Value your feelings without judgment. They help you realize when you’re in or out of the flow.

2. Resist the urge to blame your feelings on the external world

If you make your feelings wrong and blame them on the external world or other people, you are not using them as the natural guidance system they were intended to be.

If you are sitting in your car, and you notice the gas gauge is nearing empty, you’d most likely pull over and refuel soon as possible. It would be a waste of time, and we’d likely we’d run out of fuel, if we keep driving while berating ourselves for forgetting to get gas yesterday, complaining about our spouse who didn’t fill up the tank this week or whining about the traffic. We usually pay attention to our gas gauge without unnecessary drama.

However, so many of us ignore our own internal gas gauge when we’re feeling empty or tired. Have you ever pushed yourself when you felt like resting? Our feelings are like that gas gauge. They tell us when it is natural to keep going, vs. when it’s time to refuel.

Blaming our feelings on others not only prevents you from hearing your own guidance, but often lowers your vibe so much that you pinch yourself off from grace, goodness, and well-being that would otherwise naturally flow into your life.

3. Experience, Expand, and Share Your Good Feelings

When you’re feeling good you’re on track. Let yourself feel your good feelings. When someone criticizes us we can think about it for days, but when someone compliments us we tend to forget a few seconds later. Shift that. Start to really focus on the things in your life that feel healthy, happy, and good to you.

See if you can expand the good feeling by appreciating it, or who/what inspired it. Appreciate yourself. Appreciate your willingness to appreciate! I call this “spinning up.” For example, if I’m stuck in traffic or in a situation I don’t care for, I’ll pick something random and appreciate it until I’m overflowing with loving feelings. Then I start to appreciate everything and everyone else in sight! In no time I’m on a high vibe ride once again.

Share your good feelings. Let your cup runneth over. Pray or emit high vibes for the world. Share your love with someone, or appreciate and lovingly tend to something you own. Tell others what you love about them. Treat your home as a temple and lovingly maintain it. Contribute something to life whether it be positive energy, good thoughts, kind words, or sharing your gifts and talents

By allowing yourself to experience, expand, and share good feelings, you’ll keep them going.
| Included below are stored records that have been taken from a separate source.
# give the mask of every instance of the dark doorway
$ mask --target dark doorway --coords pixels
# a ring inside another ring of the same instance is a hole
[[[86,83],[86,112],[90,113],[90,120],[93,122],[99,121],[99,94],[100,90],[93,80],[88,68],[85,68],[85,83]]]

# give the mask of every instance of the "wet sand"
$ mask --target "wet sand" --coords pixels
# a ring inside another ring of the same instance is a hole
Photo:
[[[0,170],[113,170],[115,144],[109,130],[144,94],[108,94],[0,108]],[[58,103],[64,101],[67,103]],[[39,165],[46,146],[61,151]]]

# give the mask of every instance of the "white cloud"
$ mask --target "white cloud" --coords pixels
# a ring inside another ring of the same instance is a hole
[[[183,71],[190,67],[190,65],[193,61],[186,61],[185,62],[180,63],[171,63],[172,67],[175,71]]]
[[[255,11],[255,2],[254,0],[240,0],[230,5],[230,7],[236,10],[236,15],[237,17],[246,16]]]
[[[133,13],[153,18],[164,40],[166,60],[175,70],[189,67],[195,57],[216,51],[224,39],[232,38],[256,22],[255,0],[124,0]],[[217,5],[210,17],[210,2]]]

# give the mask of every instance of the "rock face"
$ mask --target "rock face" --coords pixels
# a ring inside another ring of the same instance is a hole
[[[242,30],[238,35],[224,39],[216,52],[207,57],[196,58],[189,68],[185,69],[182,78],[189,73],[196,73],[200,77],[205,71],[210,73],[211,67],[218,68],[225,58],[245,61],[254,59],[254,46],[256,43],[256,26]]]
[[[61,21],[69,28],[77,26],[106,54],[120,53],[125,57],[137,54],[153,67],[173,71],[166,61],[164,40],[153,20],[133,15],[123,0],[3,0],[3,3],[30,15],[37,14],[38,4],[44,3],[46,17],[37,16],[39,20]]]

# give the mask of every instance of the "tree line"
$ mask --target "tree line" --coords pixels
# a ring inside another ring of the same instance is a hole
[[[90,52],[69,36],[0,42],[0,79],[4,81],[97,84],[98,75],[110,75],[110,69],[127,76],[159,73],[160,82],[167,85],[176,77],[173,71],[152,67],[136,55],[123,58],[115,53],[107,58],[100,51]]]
This heavenly understanding of feelings is empowering and useful. When we treat our very natural reactions to life as valuable indicators and guidance, we can learn to quickly shift back to a more joyful reality.

Science even agrees now – showing us that our feelings result from our response to life – from the thoughts we think and the resulting chemical reactions in the brain and body.

This week pay attention to your feelings. They matter. They are your spiritual & biological indicators that help you choose a kinder, happier, more graceful, and harmonious path.